You Never Know

by ANDY JANNING

That’s what we say when we first learn about an inexplicable tragedy in another’s otherwise picturesque life. We struggle to pull sense from the senseless while grudgingly admitting that the full truth will ultimately slide into the dark. Terminal illness stalks a friend. A marriage implodes. A neighborhood explodes. A career collapses. A child vanishes. A public hero lives and dies in a private nightmare.

The most recent and raw example of this final disaster is Jovan Belcher. On Saturday, the Kansas City Chiefs linebacker shot and killed the mother of his three-month old daughter Zoe just before taking his own life in front of his coach and general manager. Successful and accomplished by virtually every external measure, the loving family man his teammates thought they knew is a phantom, fiction, or something beyond reach and reason.

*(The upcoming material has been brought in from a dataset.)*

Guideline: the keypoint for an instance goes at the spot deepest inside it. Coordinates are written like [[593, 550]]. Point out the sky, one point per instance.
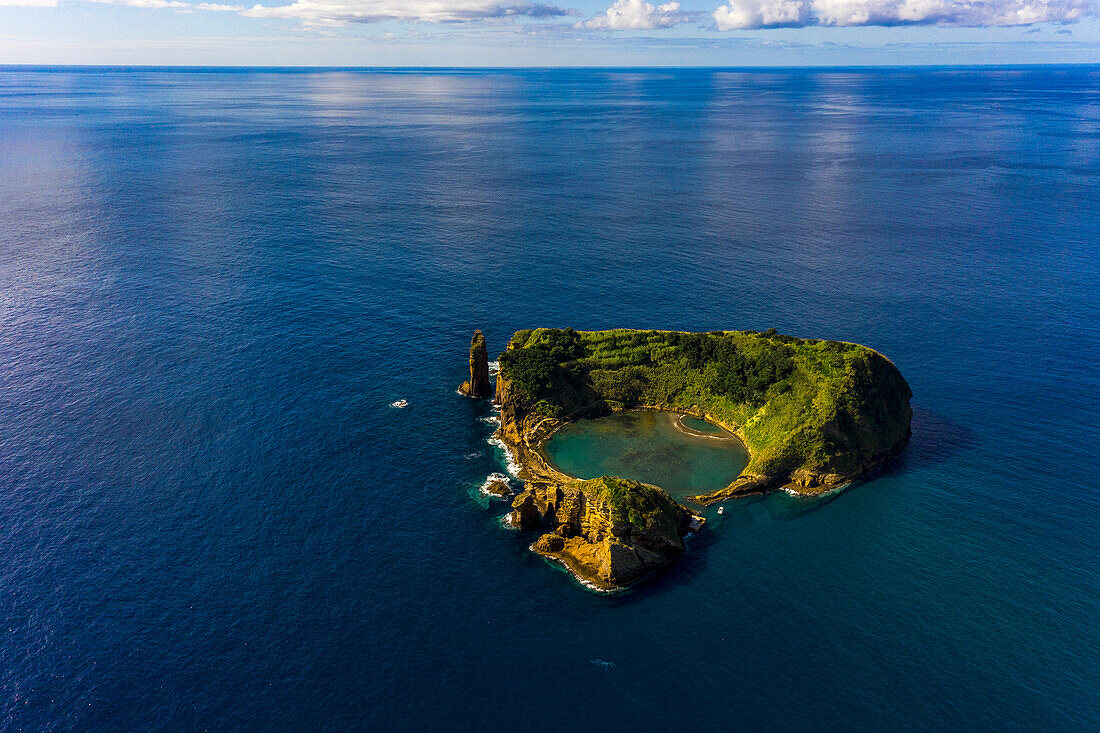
[[548, 32]]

Tragedies caused and suffered by those like Jovan affect me deeply because I used to be a crisis and suicide counselor. Even though nearly two decades separate me from those nights on shift, I still hear the sobs of strangers as I tried to convince them why their next breath was better than the bullet they just loaded. They wrestled daily with stress unimaginable while working and living in quiet desperation, trying to move through a life they no longer wanted to live. Yet sadly, tragically, they were everywhere.

And you never knew.

My mentor and dear friend Jenny Budreau, Chief Operating Officer at FORUM Credit Union, always reminded me how we must balance the demands of the bottom line with the needs of the employees who make those numbers possible. We must be sensitive to the battles other employees faced outside of the controlled culture of the credit union, because far too many had already put in the physical and emotional equivalent of a full day’s work under their own roof before they ever clocked in under ours.